Le rictus d’attente du petit bonhomme se détendit tout à coup ; il montra du doigt un placard.

Il n’y avait que la drogue, il n’y avait pas à essayer d’en sortir, le monde était la drogue même.

Alain ouvrit le placard et y prit une fiole. Puis il tira de sa poche la seringue qu’il avait emportée de chez la Barbinais. Il remplit la se‬ringue d’héroïne, retroussa sa manche et se piqua.

Il resta le dos tourné un instant, regardant le mur. C’était fait, ce n’était pas difficile. Les actes sont rapides ; la vie est vite finie ; on en arrive bientôt à l’époque des conséquences et de l’irréparable.

Déjà son passé immédiat lui paraissait incroyable.

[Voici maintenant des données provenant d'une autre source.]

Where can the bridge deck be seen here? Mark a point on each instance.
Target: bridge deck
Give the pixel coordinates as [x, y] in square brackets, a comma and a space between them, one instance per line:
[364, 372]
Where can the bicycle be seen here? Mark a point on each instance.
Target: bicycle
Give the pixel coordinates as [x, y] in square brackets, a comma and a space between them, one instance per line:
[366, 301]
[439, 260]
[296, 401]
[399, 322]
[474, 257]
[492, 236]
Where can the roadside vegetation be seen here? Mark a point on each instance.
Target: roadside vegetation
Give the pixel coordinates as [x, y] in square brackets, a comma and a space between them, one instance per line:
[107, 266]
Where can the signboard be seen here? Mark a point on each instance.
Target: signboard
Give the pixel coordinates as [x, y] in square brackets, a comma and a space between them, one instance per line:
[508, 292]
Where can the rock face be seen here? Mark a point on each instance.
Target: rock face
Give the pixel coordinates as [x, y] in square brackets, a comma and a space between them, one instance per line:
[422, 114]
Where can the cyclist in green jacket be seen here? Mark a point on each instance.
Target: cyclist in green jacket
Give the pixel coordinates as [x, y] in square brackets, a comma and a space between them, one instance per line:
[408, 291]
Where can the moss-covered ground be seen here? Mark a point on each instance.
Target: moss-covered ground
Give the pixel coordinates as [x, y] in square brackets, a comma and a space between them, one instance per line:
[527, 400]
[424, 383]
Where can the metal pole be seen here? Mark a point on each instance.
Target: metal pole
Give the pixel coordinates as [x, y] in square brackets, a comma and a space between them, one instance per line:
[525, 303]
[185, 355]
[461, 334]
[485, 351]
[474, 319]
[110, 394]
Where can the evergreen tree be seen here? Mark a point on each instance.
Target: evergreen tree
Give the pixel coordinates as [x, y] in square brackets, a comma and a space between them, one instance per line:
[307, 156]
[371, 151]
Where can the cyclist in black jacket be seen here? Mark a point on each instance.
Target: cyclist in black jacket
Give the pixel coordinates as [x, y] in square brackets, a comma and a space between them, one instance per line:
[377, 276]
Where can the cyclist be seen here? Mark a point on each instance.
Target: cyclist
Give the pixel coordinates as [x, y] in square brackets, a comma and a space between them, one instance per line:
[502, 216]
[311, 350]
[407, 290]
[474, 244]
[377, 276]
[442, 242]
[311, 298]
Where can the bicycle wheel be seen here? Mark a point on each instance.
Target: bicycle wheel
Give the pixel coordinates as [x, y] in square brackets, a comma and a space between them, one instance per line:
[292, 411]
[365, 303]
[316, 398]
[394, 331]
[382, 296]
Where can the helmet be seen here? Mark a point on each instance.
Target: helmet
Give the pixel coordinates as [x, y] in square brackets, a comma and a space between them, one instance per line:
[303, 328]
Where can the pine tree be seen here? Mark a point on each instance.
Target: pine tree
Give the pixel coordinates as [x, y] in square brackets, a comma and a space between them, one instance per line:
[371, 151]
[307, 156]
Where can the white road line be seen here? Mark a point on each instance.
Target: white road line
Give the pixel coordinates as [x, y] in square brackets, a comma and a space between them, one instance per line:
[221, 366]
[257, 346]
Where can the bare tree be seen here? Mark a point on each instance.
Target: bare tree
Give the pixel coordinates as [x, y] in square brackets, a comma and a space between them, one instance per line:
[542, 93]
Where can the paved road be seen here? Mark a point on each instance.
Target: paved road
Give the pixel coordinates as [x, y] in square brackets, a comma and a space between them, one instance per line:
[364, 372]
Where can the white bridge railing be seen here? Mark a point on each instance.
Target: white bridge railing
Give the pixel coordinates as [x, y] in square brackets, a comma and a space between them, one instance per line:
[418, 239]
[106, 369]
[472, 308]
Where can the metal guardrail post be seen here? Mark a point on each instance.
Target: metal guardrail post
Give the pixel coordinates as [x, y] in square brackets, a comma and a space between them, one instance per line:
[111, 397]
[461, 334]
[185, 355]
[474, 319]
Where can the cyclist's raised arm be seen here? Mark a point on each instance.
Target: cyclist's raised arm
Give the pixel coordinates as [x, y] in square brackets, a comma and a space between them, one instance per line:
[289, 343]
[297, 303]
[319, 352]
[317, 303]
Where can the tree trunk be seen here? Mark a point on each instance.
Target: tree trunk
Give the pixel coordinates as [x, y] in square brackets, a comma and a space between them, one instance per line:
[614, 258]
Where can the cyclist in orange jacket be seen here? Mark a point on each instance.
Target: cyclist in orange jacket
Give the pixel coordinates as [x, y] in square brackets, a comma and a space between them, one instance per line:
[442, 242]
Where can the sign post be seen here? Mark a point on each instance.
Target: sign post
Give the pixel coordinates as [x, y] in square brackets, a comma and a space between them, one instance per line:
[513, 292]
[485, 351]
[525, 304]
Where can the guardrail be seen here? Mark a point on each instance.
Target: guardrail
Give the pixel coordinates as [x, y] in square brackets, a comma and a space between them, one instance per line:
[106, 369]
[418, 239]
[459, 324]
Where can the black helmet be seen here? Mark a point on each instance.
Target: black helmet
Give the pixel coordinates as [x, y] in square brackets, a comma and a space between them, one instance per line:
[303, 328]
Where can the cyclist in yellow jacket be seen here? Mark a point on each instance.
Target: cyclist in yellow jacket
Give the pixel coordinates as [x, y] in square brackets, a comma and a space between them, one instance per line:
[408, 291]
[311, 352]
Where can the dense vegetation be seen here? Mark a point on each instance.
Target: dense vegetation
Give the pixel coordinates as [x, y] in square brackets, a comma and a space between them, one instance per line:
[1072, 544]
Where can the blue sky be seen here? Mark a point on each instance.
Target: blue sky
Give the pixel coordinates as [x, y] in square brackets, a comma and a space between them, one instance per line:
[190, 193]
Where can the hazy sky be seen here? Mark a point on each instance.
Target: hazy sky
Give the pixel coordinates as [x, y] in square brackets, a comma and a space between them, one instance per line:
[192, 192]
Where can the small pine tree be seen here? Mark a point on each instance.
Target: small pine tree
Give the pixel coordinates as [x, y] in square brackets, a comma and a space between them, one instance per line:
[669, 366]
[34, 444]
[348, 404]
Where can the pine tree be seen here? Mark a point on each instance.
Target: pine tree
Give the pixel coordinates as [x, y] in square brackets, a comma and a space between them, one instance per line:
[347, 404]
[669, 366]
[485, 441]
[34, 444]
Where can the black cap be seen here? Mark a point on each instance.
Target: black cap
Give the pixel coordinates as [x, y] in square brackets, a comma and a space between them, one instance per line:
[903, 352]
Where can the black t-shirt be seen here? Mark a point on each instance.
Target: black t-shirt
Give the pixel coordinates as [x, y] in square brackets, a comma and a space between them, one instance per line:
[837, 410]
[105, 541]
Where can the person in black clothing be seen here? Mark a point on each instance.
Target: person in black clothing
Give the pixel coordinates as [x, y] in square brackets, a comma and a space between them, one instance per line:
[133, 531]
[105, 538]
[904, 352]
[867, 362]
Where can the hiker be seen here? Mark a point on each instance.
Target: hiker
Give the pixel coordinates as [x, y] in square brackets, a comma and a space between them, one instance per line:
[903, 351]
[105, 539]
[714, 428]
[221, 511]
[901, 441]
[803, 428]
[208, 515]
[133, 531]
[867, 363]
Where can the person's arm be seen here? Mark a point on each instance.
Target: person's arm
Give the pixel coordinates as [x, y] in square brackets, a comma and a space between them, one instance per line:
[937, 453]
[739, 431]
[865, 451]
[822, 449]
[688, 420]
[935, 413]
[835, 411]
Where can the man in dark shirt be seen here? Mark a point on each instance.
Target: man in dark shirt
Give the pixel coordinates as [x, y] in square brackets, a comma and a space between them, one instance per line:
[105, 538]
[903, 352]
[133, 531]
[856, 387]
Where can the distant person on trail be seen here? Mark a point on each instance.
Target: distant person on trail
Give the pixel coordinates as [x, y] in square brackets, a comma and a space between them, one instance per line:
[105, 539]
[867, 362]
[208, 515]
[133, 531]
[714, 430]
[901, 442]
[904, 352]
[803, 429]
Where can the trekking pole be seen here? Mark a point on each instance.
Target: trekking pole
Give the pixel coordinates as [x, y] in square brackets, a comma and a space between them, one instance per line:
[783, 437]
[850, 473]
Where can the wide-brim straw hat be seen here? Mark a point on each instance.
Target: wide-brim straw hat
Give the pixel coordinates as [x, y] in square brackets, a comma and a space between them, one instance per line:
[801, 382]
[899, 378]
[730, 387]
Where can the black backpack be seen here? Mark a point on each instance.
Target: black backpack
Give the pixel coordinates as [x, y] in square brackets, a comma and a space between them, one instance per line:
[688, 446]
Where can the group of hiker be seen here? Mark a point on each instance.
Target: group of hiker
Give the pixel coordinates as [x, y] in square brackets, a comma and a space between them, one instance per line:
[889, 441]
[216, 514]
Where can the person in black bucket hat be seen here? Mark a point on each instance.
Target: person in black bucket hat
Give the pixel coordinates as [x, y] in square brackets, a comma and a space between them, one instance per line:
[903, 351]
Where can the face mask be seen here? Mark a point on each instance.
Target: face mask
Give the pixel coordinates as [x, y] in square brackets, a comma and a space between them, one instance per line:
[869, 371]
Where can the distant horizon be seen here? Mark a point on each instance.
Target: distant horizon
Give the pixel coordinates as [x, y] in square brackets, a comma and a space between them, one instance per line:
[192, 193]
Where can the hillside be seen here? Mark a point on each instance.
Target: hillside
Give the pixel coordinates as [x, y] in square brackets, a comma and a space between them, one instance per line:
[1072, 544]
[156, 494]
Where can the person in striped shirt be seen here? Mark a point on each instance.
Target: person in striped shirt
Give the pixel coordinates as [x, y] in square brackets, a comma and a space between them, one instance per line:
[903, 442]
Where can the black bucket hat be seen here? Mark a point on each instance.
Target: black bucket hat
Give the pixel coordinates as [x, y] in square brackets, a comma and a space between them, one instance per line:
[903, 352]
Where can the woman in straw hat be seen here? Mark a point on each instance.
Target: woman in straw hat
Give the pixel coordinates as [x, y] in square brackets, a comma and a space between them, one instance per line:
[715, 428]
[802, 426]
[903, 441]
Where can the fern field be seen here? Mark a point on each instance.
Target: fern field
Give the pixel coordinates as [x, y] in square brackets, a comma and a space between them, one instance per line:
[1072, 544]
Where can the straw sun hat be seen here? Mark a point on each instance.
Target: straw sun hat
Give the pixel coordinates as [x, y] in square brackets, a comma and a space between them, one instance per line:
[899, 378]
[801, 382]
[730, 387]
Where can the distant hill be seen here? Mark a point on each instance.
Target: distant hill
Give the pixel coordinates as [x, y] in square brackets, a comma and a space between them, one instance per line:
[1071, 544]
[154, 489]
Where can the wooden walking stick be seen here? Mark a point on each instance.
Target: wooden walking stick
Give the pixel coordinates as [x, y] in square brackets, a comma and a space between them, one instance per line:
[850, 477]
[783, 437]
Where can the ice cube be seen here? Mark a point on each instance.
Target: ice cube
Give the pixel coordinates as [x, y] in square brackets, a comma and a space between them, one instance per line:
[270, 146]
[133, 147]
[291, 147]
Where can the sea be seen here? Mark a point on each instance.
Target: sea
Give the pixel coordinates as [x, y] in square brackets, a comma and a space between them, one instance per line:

Avait-il rêvé vraiment de se désintoxiquer ? S’était-il enfermé vraiment dans ces abominables maisons de santé ? Avait-il écrit un télégramme à Dorothy ? Avait-il serré Lydia dans ses bras ?

Il se retourna, il pouvait bien regarder Eva Canning : la beauté, la vie sont en plâtre. Tout était simple, clair, tout était fini. Ou plutôt il n’y avait pas eu de commencement, il n’y aurait pas de fin. Il n’y avait que ce moment, éternel. Il n’y avait rien d’autre, absolument rien d’autre. Et c’était le néant, foudroyant.